Now employed as a dental hygienist at Merion Village Dental in Columbus, Lofton is active in her community, teaching local children the importance of dental hygiene and raising money for the National Kidney Foundation as well as local charities. She recently participated in the Dentistry from the Heart program, a charitable initiative that offered free dental services to the Greater Columbus community.
A native of Zanesville, Ohio, Lofton currently resides in Columbus with her husband and two young sons.
Richard “Dick” Schafrath
Despite weighing just 220 pounds, Schafrath played 13 years in the NFL at left tackle, protecting the blind side of his quarterbacks and helping to open holes for Hall of Fame running backs Jim Brown, Bobby Mitchell and Leroy Kelly. He played in the Pro Bowl seven times, was the team’s MVP in 1963 and was elected into the Browns Legends Club in 2003. Schafrath won a seat in the Ohio State senate in 1986 and served in the senate until his retirement in 2003. On Aug. 27, 2006, and at the age of 69, he graduated from Ohio State with his bachelor’s of science degree from Ohio State.
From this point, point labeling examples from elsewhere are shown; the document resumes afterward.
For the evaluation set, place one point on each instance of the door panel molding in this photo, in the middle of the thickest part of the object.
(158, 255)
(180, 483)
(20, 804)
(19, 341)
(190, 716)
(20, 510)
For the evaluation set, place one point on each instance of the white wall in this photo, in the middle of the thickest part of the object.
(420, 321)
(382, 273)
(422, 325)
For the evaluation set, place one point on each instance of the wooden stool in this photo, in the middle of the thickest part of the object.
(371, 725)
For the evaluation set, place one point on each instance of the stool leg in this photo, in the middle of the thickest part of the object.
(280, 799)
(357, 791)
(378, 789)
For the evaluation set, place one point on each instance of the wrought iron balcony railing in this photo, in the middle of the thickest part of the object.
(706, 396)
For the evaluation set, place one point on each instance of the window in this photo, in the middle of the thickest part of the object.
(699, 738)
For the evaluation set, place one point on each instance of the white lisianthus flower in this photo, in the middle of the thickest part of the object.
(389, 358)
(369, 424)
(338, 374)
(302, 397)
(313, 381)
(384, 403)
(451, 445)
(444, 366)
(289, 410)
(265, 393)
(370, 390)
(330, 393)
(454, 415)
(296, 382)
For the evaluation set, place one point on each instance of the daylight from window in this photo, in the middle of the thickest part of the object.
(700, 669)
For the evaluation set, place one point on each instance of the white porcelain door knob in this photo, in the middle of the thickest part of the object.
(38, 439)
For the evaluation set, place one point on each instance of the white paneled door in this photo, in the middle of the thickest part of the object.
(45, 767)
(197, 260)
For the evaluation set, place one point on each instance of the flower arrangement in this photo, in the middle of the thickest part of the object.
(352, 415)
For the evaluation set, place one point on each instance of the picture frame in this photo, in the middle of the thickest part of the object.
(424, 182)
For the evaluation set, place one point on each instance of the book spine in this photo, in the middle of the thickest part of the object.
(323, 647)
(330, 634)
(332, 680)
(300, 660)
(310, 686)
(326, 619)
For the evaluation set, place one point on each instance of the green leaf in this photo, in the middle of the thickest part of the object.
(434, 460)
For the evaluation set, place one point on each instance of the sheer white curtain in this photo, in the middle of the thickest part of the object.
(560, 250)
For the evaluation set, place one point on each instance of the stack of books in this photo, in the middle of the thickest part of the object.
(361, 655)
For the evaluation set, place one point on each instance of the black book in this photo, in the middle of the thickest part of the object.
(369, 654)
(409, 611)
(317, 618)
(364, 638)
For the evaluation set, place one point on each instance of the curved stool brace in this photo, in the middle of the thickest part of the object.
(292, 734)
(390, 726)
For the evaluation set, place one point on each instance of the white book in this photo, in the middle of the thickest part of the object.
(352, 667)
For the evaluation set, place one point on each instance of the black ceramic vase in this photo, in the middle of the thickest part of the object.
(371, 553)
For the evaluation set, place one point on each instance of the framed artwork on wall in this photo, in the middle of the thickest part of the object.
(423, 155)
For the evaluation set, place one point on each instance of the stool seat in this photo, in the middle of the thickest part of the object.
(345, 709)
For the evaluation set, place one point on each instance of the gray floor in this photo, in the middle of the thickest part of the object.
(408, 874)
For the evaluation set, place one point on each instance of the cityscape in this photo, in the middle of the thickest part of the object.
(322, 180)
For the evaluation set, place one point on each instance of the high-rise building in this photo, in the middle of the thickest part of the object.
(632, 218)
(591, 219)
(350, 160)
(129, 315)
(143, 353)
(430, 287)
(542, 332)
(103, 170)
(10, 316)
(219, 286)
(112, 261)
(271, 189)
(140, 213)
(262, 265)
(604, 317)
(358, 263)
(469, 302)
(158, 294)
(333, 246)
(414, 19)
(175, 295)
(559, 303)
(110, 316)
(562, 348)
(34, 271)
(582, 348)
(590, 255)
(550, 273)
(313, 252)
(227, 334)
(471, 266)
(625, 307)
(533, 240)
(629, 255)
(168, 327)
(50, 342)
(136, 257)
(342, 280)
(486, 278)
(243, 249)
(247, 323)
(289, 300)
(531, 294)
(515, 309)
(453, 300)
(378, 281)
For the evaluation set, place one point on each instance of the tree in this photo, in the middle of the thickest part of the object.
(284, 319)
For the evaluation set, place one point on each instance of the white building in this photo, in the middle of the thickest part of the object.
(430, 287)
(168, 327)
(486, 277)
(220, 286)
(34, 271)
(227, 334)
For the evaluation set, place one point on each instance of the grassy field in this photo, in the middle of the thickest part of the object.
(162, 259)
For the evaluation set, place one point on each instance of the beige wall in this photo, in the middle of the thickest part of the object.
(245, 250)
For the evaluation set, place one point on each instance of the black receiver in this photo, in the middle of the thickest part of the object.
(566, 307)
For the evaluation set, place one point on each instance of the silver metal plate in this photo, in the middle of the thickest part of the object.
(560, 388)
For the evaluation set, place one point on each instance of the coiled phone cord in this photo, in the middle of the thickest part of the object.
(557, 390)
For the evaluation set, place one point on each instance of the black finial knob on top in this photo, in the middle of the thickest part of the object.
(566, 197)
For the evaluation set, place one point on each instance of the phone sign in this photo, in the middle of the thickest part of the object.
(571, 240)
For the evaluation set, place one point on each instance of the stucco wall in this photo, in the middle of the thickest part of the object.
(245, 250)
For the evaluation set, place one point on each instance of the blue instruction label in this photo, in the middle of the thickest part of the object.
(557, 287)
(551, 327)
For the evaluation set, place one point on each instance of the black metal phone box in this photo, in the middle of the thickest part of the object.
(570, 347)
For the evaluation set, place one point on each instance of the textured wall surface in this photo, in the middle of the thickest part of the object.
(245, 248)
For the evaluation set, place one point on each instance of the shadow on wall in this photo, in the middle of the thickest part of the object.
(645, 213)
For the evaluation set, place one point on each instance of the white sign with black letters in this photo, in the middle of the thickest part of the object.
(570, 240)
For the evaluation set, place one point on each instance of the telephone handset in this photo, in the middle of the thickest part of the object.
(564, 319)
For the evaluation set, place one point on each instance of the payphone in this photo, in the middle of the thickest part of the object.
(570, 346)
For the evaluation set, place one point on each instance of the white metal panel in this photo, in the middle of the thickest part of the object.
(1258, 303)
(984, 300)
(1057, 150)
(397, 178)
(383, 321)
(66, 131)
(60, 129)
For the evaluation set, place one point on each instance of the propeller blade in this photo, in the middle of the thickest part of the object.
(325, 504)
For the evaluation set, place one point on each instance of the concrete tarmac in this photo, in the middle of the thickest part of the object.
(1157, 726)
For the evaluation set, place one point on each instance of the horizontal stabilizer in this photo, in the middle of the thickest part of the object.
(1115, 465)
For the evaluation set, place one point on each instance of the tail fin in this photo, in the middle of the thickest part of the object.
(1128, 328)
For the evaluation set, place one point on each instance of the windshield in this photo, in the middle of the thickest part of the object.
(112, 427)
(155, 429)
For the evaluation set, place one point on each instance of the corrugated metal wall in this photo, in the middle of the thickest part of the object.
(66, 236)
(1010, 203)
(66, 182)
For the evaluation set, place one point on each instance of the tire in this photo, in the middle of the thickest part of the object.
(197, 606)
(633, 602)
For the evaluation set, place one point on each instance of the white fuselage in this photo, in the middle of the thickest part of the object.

During his time at Ohio State, Stone and his student-athletes compiled an extensive list of both conference and national honors. Stone was named the 1991 Volleyball Monthly National Coach of the Year after guiding the squad to an undefeated record in Big Ten play and an NCAA semifinal appearance. He was also named AVCA Mideast Region Coach of the Year and Big Ten Coach of the Year that season. In total, Stone earned four AVCA Regional Coach of the Year and Big Ten Coach of the Year honors.
Stone coached 19 AVCA All-Americans, including AVCA Player of the Year winners Laura Davis (1994) and Stacey Gordon (2004). Seventeen of his student-athletes combined for 31 AVCA All-Region honors, while 26 student-athletes totaled 60 All-Big Ten accolades. Academically, Stone coached two Academic All-Americans with student-athletes totaling eight Academic All-District and 81 Academic All-Big Ten honors.
Vrabel twice set the Ohio State single-season record for sacks and tackles for loss (TFL) and he still holds school records for career sacks (36) and single season and career TFLs (26 in 1995 and 66). He ranks third all-time in the Big Ten in sacks and sixth in TFLs.
Vrabel had a distinguished NFL career with three teams following his Ohio State playing days. It was a professional career that saw him a part of the New England Patriots’ dynamic run of three Super Bowls in four years (2001, 2003, 2004). In 2007, as a member of the Patriots, he was named to the Pro Bowl and a month later was named All-Pro. On top of these accomplishments, Vrabel’s professional career included 206 games played with Pittsburgh, New England and Kansas City, 140 starts and enough impressive statistics – 57 sacks, 11 interceptions, 17 forced fumbles and 11 touchdowns receiving (as a tight end), including two in Super Bowls – that one has to conclude he is one of the great performers in a team sport that Ohio State has ever produced.